Tuesday, November 06, 2007

Why Health Check Matters

Yes, that is an ad promoting the consumption of a burger, and yes, that is the Heart and Stroke Foundation's Health Check with it's small print disclaimer that always says,
"This is not an endorsement"
Interesting thing here is the fact that the Heart and Stroke Foundation not only know it's an endorsement they in fact brag about it.

Here's Heart and Stroke Foundation registered dietitian Carol Dombrow quoted in a press release from 2005 detailing the Health Check on ground beef for burgers,
"The Health Check symbol complements mandatory nutrition labelling, in a 2004 research study, sixty-five percent of consumers recognized the Health Check logo as meaning the food is 'nutritious', 'healthy', 'good for you' or 'approved by the Heart and Stroke Foundation.' Sixty-eight percent agreed with the statement: 'I can rely on Health Check to help me make healthy food choices."
And how about her views on burgers specifically?
"With ground beef burgers being one of the most popular meats in the summer months, having the Health Check symbol in place now helps consumers understand that lean and extra lean ground beef can be part of a healthy diet."
So in fact the Heart and Stroke Foundation markets their Health Check as something that let's consumers know that a food is "nutritious", "health", "good for you" and "approved by the Heart and Stroke Foundation". You might even say they market their Health Check as something product manufacturers can put on their foods to sell more of them....sort of like an, what's that word again, ENDORSEMENT.
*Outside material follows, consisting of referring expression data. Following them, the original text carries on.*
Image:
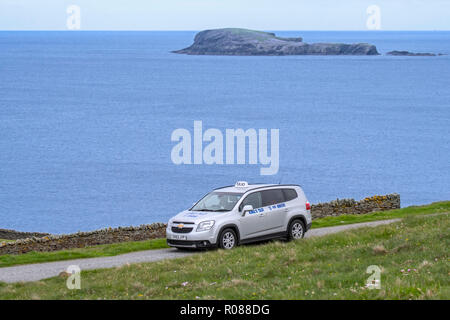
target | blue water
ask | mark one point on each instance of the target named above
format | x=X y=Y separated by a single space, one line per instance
x=86 y=120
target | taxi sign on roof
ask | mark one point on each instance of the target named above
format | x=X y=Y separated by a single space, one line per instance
x=241 y=184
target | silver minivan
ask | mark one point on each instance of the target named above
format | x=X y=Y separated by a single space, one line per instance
x=243 y=213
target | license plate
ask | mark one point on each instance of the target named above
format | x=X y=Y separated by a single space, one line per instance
x=177 y=237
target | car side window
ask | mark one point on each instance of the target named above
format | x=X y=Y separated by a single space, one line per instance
x=270 y=197
x=253 y=199
x=290 y=194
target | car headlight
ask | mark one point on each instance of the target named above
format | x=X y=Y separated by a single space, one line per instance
x=205 y=225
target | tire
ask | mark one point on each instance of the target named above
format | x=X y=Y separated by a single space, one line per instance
x=296 y=230
x=227 y=239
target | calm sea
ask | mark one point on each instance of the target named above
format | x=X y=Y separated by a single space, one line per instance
x=86 y=120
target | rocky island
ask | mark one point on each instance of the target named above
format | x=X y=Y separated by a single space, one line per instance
x=244 y=42
x=411 y=54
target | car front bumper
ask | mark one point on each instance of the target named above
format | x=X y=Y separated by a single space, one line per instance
x=193 y=239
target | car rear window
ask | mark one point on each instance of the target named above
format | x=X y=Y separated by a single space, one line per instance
x=253 y=199
x=270 y=197
x=290 y=194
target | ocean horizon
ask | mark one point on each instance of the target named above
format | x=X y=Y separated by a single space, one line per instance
x=86 y=121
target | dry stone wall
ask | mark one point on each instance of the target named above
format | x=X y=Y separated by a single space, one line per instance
x=39 y=242
x=84 y=239
x=350 y=206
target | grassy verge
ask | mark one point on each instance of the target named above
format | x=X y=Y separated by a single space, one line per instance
x=89 y=252
x=436 y=207
x=412 y=256
x=126 y=247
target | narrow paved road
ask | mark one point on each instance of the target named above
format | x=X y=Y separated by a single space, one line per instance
x=34 y=272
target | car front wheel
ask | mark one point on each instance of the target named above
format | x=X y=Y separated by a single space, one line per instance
x=227 y=239
x=296 y=230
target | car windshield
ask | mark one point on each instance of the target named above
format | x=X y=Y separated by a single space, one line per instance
x=217 y=202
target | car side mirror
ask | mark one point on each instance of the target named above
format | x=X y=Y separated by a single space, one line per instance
x=247 y=208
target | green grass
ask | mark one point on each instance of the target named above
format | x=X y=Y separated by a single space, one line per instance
x=329 y=267
x=126 y=247
x=436 y=207
x=88 y=252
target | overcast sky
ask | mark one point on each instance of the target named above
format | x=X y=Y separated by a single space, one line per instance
x=206 y=14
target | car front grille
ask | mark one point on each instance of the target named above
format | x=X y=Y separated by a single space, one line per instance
x=181 y=230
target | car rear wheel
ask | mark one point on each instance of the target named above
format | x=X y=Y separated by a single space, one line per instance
x=228 y=239
x=296 y=230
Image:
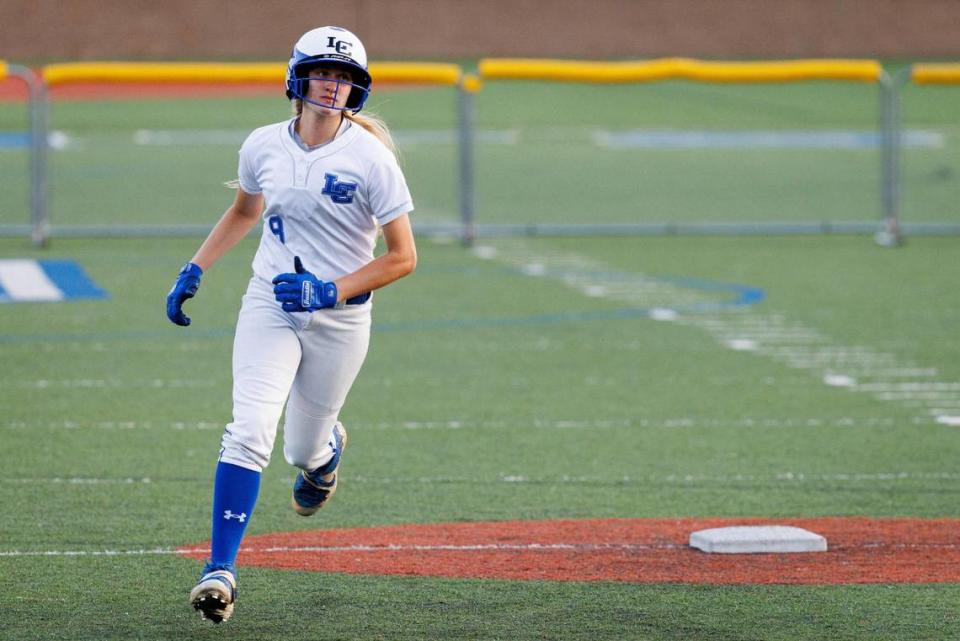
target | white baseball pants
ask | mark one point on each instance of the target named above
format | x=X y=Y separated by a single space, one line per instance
x=311 y=357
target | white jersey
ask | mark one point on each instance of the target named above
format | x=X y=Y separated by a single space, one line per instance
x=324 y=204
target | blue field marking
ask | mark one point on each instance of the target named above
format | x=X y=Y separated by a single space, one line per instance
x=759 y=139
x=45 y=281
x=14 y=139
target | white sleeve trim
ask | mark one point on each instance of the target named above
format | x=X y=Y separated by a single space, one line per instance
x=405 y=208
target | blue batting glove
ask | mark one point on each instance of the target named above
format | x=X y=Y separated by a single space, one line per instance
x=188 y=280
x=302 y=291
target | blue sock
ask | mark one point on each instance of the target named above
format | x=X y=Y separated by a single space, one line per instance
x=235 y=492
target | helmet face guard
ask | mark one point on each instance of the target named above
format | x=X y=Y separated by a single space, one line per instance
x=298 y=85
x=335 y=48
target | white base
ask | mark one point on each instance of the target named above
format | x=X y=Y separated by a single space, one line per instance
x=747 y=539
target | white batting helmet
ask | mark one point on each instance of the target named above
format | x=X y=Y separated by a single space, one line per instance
x=332 y=46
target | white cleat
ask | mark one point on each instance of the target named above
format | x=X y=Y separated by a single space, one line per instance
x=214 y=595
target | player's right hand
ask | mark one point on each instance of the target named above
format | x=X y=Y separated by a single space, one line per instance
x=188 y=280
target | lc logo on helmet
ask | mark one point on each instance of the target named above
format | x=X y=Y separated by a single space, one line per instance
x=342 y=46
x=339 y=192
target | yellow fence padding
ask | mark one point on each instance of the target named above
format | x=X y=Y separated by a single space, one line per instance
x=679 y=69
x=936 y=74
x=204 y=72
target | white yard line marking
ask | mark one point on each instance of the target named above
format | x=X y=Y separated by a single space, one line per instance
x=77 y=481
x=550 y=424
x=790 y=477
x=99 y=383
x=557 y=424
x=25 y=280
x=441 y=548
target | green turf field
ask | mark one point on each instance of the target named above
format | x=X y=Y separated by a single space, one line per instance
x=524 y=379
x=493 y=391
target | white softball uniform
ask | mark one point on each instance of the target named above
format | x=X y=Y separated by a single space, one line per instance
x=325 y=205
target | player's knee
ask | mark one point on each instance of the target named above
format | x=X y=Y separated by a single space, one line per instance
x=249 y=442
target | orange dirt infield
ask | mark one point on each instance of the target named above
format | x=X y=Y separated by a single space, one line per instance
x=861 y=550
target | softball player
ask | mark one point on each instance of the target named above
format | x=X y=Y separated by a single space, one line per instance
x=323 y=183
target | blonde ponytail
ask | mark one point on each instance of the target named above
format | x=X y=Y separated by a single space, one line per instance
x=372 y=123
x=377 y=127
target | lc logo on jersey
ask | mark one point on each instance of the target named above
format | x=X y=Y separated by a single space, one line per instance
x=340 y=192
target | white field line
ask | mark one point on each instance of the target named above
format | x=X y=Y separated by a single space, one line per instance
x=512 y=547
x=788 y=477
x=849 y=368
x=548 y=424
x=102 y=383
x=77 y=480
x=480 y=547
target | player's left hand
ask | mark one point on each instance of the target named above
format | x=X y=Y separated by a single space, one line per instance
x=188 y=280
x=302 y=291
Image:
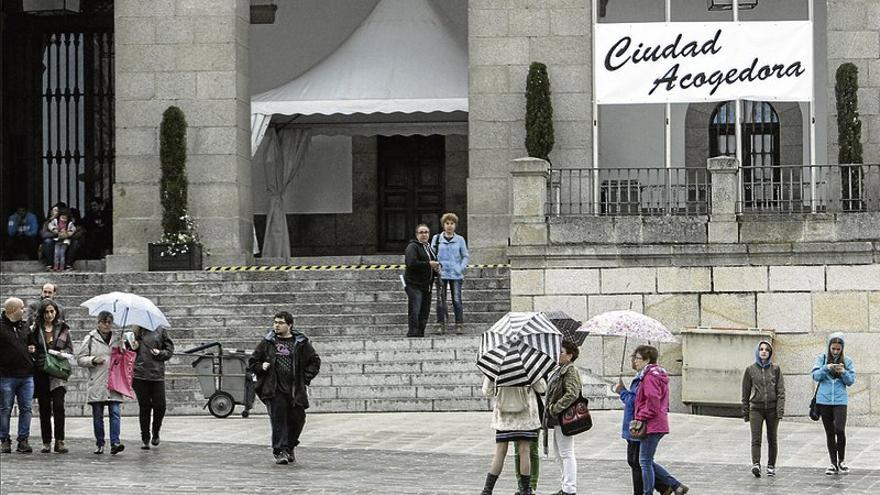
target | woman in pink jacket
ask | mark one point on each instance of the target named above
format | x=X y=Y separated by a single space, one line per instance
x=652 y=409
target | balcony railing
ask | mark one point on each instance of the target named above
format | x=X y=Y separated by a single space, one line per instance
x=629 y=191
x=780 y=189
x=809 y=188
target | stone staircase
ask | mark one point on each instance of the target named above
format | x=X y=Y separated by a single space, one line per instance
x=356 y=318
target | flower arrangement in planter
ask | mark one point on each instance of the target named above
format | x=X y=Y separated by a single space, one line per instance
x=180 y=247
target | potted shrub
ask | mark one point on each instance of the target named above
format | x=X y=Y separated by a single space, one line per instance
x=180 y=247
x=539 y=113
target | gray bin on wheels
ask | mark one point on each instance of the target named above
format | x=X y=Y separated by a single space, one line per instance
x=225 y=380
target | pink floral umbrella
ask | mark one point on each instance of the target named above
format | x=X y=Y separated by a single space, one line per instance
x=627 y=324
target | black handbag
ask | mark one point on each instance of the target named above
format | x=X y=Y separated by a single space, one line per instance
x=814 y=408
x=576 y=417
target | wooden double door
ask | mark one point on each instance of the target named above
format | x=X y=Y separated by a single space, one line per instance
x=411 y=187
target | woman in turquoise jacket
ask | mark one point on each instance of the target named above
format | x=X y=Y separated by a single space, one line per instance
x=452 y=254
x=834 y=372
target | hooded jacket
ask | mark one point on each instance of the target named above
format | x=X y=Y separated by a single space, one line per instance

In that same press release David Ryzebol, the vice-president of public affairs for a large Supermarket firm concurred,
"Given a choice, most of our customers would choose a Health Check labelled product over one that doesn't have that designation"
Now back to beef - so that World Cancer Research Fund Report just came out - maybe Carol and the Heart and Stroke Foundation didn't know that red meat wasn't good for you and now they're going to take back that Health Check.

I wouldn't bet on it.

Of course, were it to be true that this is the first they're hearing that red meat's not a healthy choice it would reflect not a lack of research as the most recent report merely summarized existing literature, it would instead reflect either a lack of understanding of the research, a lack of reading of the research or a lack of caring about the research.

Unfortunately, none of those are really heartwarming options.

What it comes down to is the following question, is recommending something because it's not as bad as alternatives in its class a good idea?

Certainly my thoughts when it comes to folks like the Heart and Stroke Foundation should be an unequivocal, "NO!"

To falsely promote slightly less unhealthy foods as being good for you is just bad medicine and given that the HSF themselves state consumers who see their Health Check think, "the food is 'nutritious', 'healthy', 'good for you' or 'approved by the Heart and Stroke Foundation", I think it's unethical to boot as the HSF knows that their check lulls consumers into thinking that the food is good for them, not that the food is less bad for them than others like it.

So anyone want to take bets on whether or not Health Check rescinds its endorsement of red meat? Can you guess what answer my money's on?

(Side questions for all of my non Heart and Stroke Foundation dietitian readers - do you encourage your patients to eat beef burgers and promote them as healthy choices?)